# Tv plasma y LCD



## Lain0x (Feb 23, 2007)

Mi duda es... cual es la diferencia entre un TV plasma y un LCD.


----------



## juanpastsierra (Feb 23, 2007)

Hola:
         Podes buscar en google y hay muchas paginas sobre el tema, la gran diferencia es que las pantallas de LCD utilizan celdas de liquido, que se las van polarizando para que emitan diferentes colores, el plasma utiliza celdas de gases.

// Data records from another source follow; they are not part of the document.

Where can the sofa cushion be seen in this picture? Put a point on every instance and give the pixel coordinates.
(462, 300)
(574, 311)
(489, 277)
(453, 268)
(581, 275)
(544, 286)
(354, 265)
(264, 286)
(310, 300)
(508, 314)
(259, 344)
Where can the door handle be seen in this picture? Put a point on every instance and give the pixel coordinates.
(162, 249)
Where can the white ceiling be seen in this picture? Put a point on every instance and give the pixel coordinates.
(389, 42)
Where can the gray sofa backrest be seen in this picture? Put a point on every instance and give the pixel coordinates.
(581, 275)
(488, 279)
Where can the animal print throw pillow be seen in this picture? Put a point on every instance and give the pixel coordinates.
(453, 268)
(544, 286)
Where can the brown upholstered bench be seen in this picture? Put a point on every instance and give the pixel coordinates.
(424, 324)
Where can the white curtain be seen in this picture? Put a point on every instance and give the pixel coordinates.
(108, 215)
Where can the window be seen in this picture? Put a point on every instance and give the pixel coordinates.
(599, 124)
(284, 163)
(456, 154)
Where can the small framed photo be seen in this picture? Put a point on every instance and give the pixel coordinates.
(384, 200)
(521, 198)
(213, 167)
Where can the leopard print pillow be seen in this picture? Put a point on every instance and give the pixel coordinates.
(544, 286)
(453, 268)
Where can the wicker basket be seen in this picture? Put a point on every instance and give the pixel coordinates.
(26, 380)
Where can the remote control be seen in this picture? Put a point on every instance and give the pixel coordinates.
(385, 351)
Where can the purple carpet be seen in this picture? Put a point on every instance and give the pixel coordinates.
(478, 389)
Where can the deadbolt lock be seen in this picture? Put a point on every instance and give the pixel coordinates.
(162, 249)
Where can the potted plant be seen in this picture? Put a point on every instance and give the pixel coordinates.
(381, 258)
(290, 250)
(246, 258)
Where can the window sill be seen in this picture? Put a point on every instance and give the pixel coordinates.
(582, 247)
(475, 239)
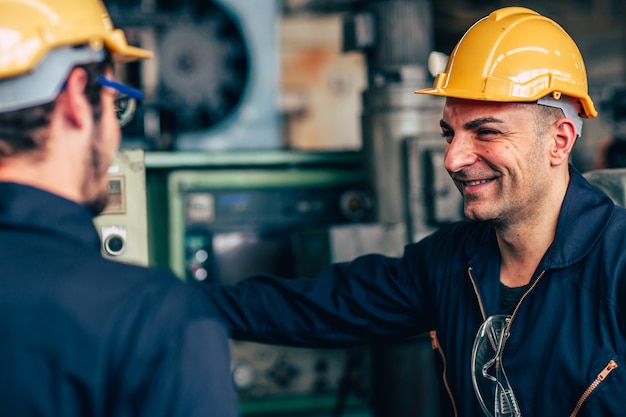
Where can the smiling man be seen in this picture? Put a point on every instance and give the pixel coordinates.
(525, 300)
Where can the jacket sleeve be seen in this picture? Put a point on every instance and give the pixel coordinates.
(372, 297)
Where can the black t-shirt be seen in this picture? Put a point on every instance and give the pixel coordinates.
(510, 296)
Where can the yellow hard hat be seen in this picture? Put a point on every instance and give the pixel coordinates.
(515, 55)
(30, 29)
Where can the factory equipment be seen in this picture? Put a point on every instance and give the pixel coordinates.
(123, 226)
(214, 81)
(411, 190)
(232, 215)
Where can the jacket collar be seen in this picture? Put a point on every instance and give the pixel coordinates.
(26, 207)
(584, 215)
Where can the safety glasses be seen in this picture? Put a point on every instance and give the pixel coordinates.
(490, 381)
(125, 101)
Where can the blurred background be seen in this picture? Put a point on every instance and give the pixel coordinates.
(281, 135)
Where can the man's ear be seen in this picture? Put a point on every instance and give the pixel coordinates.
(564, 138)
(72, 102)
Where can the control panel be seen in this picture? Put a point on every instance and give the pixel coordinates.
(123, 225)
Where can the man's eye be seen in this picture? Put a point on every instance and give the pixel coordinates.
(447, 135)
(487, 132)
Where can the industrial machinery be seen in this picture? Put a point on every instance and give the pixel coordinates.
(233, 215)
(214, 81)
(123, 225)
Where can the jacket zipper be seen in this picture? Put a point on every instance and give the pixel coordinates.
(601, 377)
(435, 344)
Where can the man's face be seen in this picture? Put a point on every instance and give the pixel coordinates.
(496, 159)
(105, 142)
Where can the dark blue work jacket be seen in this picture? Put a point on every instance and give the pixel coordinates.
(84, 336)
(566, 351)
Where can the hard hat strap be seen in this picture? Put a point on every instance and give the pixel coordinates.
(570, 106)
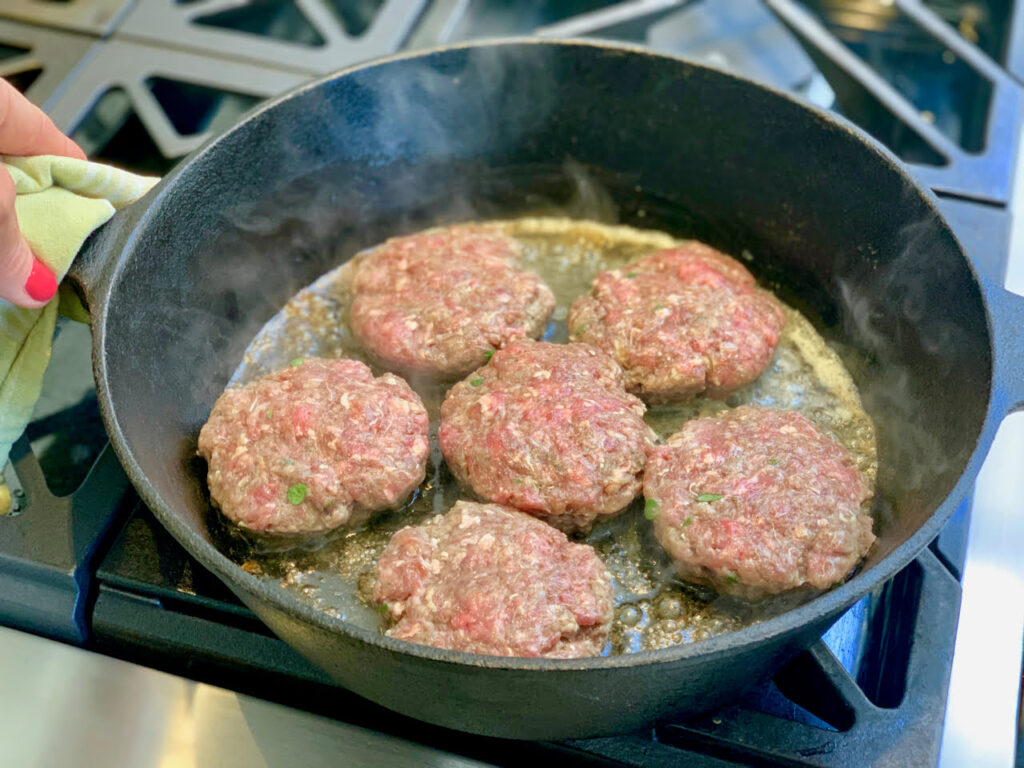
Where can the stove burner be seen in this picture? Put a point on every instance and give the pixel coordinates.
(86, 561)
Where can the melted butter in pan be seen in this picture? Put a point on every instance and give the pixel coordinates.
(653, 609)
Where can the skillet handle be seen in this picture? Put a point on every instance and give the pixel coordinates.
(1007, 314)
(91, 270)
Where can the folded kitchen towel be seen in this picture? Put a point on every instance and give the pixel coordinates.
(60, 201)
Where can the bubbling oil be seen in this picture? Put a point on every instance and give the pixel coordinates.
(653, 609)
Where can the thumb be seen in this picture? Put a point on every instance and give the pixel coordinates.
(24, 279)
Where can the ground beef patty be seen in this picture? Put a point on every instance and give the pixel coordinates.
(435, 303)
(486, 579)
(313, 446)
(681, 322)
(549, 429)
(756, 502)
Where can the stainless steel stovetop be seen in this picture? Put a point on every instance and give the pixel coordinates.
(141, 83)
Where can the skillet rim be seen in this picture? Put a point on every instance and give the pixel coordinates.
(830, 602)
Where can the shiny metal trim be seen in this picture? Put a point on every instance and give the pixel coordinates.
(61, 706)
(92, 16)
(169, 24)
(56, 53)
(118, 64)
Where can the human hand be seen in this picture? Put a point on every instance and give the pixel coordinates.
(25, 130)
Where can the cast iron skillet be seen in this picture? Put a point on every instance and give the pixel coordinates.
(178, 285)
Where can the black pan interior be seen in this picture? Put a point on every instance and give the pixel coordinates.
(520, 128)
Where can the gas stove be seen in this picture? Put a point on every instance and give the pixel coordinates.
(140, 83)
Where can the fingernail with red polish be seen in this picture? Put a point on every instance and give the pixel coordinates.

en cuanto a calidad si te fijas en la web unas paginas dicen que es mejor el plasma, otras el lcd, pero la verdad no se por que, ya que en mi opinion personal es mucho mas superior el LCD, la imagen se ve mucho mas nitida. 
El plasma tiene una calidad similar a las de los tv de tubo tipo flat, con los colores un poco mas vivos, y consume mucha mas energia, a comparacion del lcd.
El tiempo de vida o duracion es mas o menos similar, dicen que el LCD dura bastante mas, pero no es tan asi, va todo en la marca y calidad del plasma.

Saludos.


----------



## carlos19luis (May 12, 2010)

Buenas amigos amantes de la electrónica. Me llamo Carlos soy de Costa Rica, quería ver si me podrían ayudar con un problema… Tengo un TV de plasma, marca pioneer, modelo pdp 4304… 
Mi consulta es que al conectarlo a la red de AC y darle paso con el swicht prenden los leds de stand by y al apretar el botón de encendido de la botonera no reaccionan los relays, (ni el led del relay), el sistema esta completamente muerto…
P.D: He revisado el flex del paso de encendido y esta en perfectas condiciones. Muchas gracias de antemano y agradezco toda la ayuda que me pudiesen brindar


----------